Hieronymo’s mad againe.
Peace requires madness. As we’ve learned during our progression through The Waste Land, destruction is prevalent and peace only exists in emptiness; it is far from the natural state of human existence. But, for society to transition from the war-shattered state lamented by Eliot and achieve Shantih, madness is a paradoxically clarifying force purification. Considering Eliot’s allusions in the closing lines, this truth emerges in The Spanish Tragedy, Dante’s Inferno, and, in a broader sense, lies within the rich tradition of Hinduism that Eliot invokes as a conclusion.
Reminiscent of King Lear, Hieronymo’s madness enables him to speak truths and engage in actions that would otherwise be obscured by shrouds of propriety. The play within a play structure, where Hieronymo “uses real daggers instead of prop daggers,’ exemplifies this perfectly. Initially, it seems like utter “madness” for one to eliminate the boundary between acting and living, fiction and reality. In reality, this deed-simultaneously ironic entertainment for the court, a cathartic release for Hieronimo, and a revelation of truth–is masterful: “It must be so for the conclusion/Shall prove the invention and all was good…And all shall be concluded in one scene.” Emerging from “the invention” of madness, we achieve a conclusion of poetic justice, wherein the ignobly performative court’s treachery is resolved through creative performance. From madness emerges peace for poor old Hieronimo.
“Poi s’ascose nel foco che gli affina,” the line that Eliot specifically pulls from Dante’s Inferno, can be translated as “then he hid himself in the fire that refines him.” Fire is madness: a literally infernal force that reduces integral structures to ash. But within this madness, there is a certain calculated beauty, a scientific precision in its consumption and a resplendence in its tendrils reaching into the air. And when one is immersed in this madness, while their physical state might undergo quite a marked transformation, there is an ideal of “refine[ment]” that is markedly present. Parallels between Hieronimo being refined–enabled to speak marked truths and enact justice without being societally constrained–by the agonizing suffering, although less tangible than in Inferno, of losing a loved one and refinement in fire emerge; both are purgatorial states.
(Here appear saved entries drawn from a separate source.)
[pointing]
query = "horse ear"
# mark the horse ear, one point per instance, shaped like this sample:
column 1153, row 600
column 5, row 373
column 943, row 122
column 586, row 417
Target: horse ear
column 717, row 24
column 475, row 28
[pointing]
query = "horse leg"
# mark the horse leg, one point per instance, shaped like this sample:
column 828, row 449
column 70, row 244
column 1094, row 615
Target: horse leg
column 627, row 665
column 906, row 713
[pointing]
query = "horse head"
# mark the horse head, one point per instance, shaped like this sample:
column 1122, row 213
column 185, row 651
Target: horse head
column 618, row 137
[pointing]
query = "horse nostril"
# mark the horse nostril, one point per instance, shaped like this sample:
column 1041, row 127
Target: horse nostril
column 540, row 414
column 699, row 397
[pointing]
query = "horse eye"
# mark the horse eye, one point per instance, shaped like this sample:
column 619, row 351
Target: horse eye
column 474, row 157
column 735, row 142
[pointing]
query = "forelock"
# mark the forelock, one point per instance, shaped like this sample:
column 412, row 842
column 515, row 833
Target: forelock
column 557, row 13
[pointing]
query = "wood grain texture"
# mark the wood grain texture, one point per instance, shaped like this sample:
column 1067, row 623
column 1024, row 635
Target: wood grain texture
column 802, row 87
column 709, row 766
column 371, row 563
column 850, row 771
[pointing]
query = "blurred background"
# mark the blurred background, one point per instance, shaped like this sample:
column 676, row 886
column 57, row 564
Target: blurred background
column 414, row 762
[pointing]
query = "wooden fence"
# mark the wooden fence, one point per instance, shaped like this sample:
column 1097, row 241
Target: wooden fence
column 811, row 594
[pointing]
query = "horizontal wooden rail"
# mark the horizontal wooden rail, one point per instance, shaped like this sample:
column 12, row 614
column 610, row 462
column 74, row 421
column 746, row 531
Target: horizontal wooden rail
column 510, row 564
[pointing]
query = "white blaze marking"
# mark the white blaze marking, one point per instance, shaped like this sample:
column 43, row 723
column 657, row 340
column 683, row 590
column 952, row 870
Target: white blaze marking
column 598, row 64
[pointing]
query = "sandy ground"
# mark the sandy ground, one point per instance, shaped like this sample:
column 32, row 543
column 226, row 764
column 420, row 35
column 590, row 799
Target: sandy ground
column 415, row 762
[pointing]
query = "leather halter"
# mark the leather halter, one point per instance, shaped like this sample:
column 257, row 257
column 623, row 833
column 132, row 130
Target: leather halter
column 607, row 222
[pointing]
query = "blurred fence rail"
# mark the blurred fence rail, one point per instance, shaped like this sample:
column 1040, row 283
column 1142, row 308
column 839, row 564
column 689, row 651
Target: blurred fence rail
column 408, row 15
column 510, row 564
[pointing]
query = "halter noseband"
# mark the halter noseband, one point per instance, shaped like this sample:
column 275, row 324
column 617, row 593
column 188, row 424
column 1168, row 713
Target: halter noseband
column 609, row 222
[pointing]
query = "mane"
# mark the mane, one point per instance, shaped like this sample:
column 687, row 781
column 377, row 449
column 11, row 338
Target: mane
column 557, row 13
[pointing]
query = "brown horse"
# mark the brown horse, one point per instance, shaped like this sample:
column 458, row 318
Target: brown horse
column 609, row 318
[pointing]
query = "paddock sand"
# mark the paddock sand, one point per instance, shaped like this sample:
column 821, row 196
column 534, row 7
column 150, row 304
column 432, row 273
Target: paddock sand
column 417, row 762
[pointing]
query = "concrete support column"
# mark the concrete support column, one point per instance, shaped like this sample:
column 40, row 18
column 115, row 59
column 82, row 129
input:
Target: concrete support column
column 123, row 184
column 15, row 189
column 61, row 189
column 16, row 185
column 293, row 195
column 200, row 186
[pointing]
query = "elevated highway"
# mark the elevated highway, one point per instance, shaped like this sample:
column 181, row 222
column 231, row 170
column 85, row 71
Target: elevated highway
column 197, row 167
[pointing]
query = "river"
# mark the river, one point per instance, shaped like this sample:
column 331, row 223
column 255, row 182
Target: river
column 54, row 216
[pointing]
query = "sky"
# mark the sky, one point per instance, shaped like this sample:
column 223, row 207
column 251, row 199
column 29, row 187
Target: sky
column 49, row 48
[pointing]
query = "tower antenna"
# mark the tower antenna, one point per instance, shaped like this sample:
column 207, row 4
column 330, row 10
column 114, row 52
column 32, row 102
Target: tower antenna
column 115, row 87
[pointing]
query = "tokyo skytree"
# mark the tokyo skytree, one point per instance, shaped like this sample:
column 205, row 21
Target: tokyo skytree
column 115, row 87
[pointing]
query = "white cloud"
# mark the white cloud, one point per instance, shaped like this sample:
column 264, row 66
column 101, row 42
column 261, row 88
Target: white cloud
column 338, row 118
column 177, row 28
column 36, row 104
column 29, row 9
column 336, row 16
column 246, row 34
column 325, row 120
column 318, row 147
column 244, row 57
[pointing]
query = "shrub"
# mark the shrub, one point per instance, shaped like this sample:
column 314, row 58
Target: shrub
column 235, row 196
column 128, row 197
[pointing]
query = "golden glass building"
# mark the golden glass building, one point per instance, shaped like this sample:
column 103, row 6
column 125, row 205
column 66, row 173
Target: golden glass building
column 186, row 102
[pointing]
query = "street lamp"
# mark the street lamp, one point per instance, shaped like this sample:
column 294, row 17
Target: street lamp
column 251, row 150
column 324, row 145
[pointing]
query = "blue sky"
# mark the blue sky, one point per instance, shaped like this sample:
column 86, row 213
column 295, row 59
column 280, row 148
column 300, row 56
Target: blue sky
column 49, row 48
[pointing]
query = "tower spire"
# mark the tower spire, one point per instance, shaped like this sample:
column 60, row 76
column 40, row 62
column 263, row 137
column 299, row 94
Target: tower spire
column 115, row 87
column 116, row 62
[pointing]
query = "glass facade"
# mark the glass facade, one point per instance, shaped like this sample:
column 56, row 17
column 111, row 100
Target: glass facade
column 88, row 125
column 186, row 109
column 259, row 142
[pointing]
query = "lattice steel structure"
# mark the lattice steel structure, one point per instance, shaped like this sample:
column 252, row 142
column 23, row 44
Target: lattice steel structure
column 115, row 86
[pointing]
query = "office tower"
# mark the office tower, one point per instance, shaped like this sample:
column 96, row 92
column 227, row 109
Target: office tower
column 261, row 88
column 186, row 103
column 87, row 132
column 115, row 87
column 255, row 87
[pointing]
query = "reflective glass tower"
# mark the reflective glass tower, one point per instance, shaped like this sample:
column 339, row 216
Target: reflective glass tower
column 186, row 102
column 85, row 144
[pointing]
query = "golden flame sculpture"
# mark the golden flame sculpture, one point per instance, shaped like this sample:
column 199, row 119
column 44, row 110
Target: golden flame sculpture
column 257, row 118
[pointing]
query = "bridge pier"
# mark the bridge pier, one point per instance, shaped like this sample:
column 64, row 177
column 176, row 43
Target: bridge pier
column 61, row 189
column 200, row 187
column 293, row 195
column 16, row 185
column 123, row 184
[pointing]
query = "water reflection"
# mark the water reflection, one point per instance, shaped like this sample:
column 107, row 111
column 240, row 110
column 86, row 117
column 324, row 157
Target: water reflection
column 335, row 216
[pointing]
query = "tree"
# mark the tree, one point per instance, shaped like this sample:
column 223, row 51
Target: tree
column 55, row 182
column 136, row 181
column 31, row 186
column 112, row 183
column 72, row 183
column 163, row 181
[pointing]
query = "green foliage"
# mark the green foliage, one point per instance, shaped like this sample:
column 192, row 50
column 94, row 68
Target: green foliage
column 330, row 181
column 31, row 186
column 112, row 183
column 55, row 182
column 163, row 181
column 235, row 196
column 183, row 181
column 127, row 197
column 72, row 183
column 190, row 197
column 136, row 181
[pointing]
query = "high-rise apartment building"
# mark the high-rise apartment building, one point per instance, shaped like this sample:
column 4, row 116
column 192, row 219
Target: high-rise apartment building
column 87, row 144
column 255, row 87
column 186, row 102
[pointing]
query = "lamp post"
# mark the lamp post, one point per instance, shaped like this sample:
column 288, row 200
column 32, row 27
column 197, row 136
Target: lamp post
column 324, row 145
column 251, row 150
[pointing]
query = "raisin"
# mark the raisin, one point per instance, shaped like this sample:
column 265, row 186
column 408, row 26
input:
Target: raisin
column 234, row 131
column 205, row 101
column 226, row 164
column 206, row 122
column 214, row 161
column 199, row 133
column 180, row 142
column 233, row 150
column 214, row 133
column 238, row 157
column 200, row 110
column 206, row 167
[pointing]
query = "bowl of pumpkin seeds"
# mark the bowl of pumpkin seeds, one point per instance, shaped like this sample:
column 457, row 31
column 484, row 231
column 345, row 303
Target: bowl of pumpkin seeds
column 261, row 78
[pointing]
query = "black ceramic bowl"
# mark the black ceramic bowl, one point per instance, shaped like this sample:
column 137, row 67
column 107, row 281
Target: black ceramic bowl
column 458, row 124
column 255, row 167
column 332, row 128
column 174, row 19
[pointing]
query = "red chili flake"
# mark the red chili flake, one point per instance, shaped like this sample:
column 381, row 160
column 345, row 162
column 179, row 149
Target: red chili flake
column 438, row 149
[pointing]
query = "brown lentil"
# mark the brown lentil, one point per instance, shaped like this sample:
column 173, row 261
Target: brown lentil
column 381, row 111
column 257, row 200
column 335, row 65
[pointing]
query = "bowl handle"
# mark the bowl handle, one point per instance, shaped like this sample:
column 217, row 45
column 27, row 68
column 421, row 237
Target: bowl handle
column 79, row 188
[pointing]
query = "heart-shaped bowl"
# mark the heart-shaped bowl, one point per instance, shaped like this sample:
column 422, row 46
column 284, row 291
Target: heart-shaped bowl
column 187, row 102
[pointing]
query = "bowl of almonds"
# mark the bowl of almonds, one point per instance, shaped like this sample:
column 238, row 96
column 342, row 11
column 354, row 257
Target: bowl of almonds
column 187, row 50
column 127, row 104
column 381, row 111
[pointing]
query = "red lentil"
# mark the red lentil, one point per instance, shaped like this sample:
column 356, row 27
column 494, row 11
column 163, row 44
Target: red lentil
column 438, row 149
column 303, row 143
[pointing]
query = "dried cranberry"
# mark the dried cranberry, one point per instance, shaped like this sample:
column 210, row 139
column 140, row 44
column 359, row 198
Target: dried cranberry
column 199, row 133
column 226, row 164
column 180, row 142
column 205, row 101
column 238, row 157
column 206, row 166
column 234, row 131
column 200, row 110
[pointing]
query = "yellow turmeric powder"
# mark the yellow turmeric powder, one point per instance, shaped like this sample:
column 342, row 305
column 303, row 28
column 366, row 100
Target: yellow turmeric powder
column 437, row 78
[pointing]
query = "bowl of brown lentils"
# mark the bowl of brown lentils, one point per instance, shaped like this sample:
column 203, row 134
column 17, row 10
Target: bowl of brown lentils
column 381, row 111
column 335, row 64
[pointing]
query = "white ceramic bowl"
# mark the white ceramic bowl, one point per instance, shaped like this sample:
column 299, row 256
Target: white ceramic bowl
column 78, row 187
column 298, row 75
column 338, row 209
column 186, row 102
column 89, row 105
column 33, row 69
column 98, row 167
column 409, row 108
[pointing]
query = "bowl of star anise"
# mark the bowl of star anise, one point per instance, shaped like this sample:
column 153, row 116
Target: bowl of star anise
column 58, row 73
While I shall not delve too deeply into these for the sake of space and to avoid further stating the (perhaps) obvious, this notion of states of madness being disorienting and decivilizing but purifying is also present in the Grail story, wherein the Fisher King’s impotency and ineptitude can be seen as madness, Philomela’s story, in which the madness of swallow conversion is necessary for a metamorphic restoration of voice, and Nerval’s El Dedischado where the Prince goes through the madness of losing his great tower as part of a journey towards some greater sense of justice. Rather, I shall offer a personal reflection which I now believe is of literary significance. As a young Indian–hopefully with much vitality ahead of me–the tradition of cremation–literal purification by fire, paralleling the depiction in Dante’s Inferno–has been somewhat fear-inducing for me. The idea of a sharp transition from physical existence to dispersed ashes is a scary one; there is no grave that remains to physically commemorate one’s existence. However, the alternative is to be stuck in an existential liminal space, physically extant but otherwise absent. It is to linger in The Waste Land: a space that lacks purpose and is characterized by a paradoxical duality of emptiness and synthetic chaos. Perhaps, I now think, it is better to embrace Inferno and let madness purify us. Eliot’s choice to situate Hieronimo as “mad againe’ right before calling for datta, dayadhvam and damyata as an avenue towards peace is not an accidental one. Eliot translates Shantih as “The Peace which passeth understanding.” To pass on understanding, accepting that a better reality is beyond rationality, is madness: the cost of peace.